NEW YORK (The Deal) -- Engineering firm Aecom Technology (ACM - Get Report) on Sunday announced plans to acquire rival URS (URS) in a cash, stock and assumed debt deal valued at $6 billion.

Terms of the deal call for Los Angeles-based Aecom to pay $56.31 in cash and stock for URS, a premium of 8% over the target's Friday close and 19% above its trailing 30-day average close. URS holders will receive $33 in cash and 0.734 shares of Aecom, and have the option to elect either all cash or all stock subject to conditions.

The deal values URS' equity at $4 billion, with Aecom also set to assume URS' debt. Post-deal URS holders will own about 35% of the combined company.

San Francisco-based URS is a provider of engineering and construction services for public agencies and the private sector, boasting more than 50,000 workers in 50 countries. Aecom said that the combination would create an engineering and construction giant with more than 95,000 workers in 150 countries, with pro forma Ebitda of $1.3 billion on more than $19 billion in sales, nearly twice that of industry rival WorleyParsons Ltd.

"This combination creates an industry leader with the ability to deliver more capabilities from a broad global platform to reach more clients in more industry end markets," Aecom CEO Michael S. Burke said in a statement.

The deal would make Aecom one of the largest companies in terms of revenue in the engineering and construction industry, and make it the largest publicly traded firm headquartered in Los Angeles. Post-deal Burke will remain as CEO, with Aecom executive chairman John Dionisio serving as board chair. Aecom said at closing it expects to elect two URS board members as new directors.

Aecom said it has received a financing commitment from Bank of America Corp. to provide debt financing in connection with the purchase that will be used to refinance a portion of existing Aecom and URS debt as well as to fund the cash consideration to be paid. At close Aecom said it expects to have about $5.2 billion in total debt outstanding.

URS had been under pressure from activist hedge fund Jana Partners LLC, owner of a 9.7% stake in the firm.

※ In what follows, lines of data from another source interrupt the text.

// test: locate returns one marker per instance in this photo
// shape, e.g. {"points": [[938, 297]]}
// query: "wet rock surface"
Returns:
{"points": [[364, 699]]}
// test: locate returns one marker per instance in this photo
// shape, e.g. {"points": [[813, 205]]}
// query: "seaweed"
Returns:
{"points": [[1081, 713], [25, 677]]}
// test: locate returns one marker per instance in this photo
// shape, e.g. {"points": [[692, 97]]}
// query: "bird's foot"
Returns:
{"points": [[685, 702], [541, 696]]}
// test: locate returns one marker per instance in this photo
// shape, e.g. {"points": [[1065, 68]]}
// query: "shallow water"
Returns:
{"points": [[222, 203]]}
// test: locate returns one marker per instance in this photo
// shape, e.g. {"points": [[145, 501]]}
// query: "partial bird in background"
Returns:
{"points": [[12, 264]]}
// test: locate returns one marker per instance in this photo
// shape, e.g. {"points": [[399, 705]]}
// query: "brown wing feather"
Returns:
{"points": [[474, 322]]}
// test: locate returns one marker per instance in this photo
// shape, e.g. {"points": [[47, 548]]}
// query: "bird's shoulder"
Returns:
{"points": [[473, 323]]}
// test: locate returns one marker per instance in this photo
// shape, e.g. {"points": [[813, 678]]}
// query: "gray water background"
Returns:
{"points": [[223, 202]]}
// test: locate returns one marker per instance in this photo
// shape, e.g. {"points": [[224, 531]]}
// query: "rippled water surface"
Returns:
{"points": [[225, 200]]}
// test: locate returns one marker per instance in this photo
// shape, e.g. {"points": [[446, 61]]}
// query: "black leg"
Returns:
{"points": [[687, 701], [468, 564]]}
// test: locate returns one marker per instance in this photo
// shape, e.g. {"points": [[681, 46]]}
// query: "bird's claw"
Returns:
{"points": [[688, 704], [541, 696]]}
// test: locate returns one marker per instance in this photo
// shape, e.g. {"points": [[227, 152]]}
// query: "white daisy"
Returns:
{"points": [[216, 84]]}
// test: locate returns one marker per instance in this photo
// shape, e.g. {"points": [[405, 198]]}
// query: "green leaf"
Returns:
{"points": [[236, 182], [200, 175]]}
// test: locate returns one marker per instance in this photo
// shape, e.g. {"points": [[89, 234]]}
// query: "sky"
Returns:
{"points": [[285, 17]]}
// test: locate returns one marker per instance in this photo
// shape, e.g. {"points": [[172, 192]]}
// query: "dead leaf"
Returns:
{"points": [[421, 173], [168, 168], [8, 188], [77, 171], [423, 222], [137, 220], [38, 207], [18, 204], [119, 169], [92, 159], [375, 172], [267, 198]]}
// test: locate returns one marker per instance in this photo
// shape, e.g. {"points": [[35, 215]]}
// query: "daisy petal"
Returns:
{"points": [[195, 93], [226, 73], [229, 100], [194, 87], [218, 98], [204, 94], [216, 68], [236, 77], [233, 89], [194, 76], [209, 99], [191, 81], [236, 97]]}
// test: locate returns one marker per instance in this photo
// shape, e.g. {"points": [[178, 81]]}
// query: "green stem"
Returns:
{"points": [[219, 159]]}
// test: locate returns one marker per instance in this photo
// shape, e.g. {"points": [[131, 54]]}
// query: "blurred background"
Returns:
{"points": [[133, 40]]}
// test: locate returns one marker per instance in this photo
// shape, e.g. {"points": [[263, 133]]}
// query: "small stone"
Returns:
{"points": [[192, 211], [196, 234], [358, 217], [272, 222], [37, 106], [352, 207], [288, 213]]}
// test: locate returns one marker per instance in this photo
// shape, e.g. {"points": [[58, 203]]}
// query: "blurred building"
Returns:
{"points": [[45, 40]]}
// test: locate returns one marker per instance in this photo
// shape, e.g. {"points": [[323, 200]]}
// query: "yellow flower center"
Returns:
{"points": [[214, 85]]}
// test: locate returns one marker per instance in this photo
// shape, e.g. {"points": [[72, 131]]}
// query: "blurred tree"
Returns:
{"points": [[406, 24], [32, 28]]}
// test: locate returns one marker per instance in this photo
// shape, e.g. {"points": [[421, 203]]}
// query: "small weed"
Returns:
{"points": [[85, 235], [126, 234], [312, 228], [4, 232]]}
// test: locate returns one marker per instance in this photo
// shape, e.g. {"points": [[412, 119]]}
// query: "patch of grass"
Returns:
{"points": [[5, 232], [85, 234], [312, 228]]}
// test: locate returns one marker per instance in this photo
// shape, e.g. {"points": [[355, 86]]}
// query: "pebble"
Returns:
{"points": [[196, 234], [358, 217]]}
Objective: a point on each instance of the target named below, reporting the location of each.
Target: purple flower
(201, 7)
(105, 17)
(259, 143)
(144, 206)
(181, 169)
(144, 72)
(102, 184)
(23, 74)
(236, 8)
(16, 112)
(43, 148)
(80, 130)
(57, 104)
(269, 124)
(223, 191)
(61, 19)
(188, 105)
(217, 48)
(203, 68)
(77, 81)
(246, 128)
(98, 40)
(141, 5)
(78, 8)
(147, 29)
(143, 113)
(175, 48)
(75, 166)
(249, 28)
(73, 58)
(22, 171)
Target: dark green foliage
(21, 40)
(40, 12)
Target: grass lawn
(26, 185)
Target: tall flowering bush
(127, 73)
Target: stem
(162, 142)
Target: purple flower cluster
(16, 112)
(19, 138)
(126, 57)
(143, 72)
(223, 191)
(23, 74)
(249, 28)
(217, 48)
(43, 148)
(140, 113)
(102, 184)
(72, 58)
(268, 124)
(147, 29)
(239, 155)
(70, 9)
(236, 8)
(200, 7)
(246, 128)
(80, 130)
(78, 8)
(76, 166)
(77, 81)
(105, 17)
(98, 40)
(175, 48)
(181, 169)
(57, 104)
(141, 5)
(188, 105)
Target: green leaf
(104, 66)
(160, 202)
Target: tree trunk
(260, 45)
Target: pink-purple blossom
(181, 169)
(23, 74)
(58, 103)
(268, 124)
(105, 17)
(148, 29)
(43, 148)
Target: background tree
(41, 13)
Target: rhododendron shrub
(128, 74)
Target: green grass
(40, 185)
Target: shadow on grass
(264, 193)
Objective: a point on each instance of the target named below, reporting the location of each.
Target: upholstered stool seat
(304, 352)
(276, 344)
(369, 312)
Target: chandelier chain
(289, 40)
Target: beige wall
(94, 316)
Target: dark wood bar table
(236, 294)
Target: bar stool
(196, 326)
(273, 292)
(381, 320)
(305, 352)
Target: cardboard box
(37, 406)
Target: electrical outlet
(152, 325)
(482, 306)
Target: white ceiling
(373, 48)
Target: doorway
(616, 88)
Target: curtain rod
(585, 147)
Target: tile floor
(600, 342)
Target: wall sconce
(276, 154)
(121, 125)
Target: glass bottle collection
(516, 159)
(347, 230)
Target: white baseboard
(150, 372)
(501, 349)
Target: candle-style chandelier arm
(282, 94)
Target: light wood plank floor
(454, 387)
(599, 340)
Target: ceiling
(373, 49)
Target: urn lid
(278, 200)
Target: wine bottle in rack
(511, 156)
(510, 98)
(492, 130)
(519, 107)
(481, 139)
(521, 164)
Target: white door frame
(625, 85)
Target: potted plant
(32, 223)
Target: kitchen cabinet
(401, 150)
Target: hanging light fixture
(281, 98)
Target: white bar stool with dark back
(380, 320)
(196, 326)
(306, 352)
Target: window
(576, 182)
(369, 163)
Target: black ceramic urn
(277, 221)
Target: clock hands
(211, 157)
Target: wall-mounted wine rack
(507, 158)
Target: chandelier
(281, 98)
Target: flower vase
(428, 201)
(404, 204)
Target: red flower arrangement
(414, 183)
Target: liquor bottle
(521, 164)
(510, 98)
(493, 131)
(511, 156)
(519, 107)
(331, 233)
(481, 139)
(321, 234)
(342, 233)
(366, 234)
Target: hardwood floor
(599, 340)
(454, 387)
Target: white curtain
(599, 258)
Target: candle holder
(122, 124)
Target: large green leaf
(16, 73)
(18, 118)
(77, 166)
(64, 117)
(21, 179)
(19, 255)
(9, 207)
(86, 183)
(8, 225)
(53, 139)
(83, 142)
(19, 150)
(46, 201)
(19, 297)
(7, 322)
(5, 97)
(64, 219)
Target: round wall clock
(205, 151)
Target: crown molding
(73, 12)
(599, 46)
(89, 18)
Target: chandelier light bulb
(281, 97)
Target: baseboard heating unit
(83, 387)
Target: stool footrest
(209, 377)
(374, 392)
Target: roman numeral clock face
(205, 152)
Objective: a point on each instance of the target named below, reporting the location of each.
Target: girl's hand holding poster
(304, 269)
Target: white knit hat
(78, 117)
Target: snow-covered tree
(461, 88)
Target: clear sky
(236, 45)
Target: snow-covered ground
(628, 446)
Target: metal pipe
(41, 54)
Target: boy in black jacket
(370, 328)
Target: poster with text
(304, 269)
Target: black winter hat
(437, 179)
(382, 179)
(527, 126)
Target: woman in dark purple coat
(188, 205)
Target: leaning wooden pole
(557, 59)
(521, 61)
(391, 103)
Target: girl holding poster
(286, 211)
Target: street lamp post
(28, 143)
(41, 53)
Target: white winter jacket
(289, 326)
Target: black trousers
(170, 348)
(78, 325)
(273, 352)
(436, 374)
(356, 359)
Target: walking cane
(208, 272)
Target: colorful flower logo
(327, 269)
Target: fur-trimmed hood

The two sides in March announced a deal that put four of the dissident fund's directors on the company's board and which prompted URS to form a board committee to explore ways to create value.

Martin M. Koffel, chairman and CEO of URS, in a statement called the deal "a compelling strategic combination that we believe will benefit our clients, stockholders and employees."

Aecom was advised by Chris Mead and Steve Baronoff of Bank of America Merrill Lynch along with Moelis & Co. LLC's Jeff Raich, John Joliet and Stuart Goldstein, with Gibson, Dunn & Crutcher LLP partners Jonathan Layne, Peter Wardle, Hatef Behnia, Sean Feller, Linda Curtis, Joshua Soven and Adam Di Vincenzo providing legal counsel.

URS received financial advice from Gordon Dean and Nick Osborne of Dean Bradley Osborne and Wesley Walraven and Cary Cochman of Citigroup Inc. and took legal counsel from a Wachtell, Lipton, Rosen & Katz team including Edward Herlihy and David Shapiro and Cooley LLP's Sam Livermore and Howard Morse.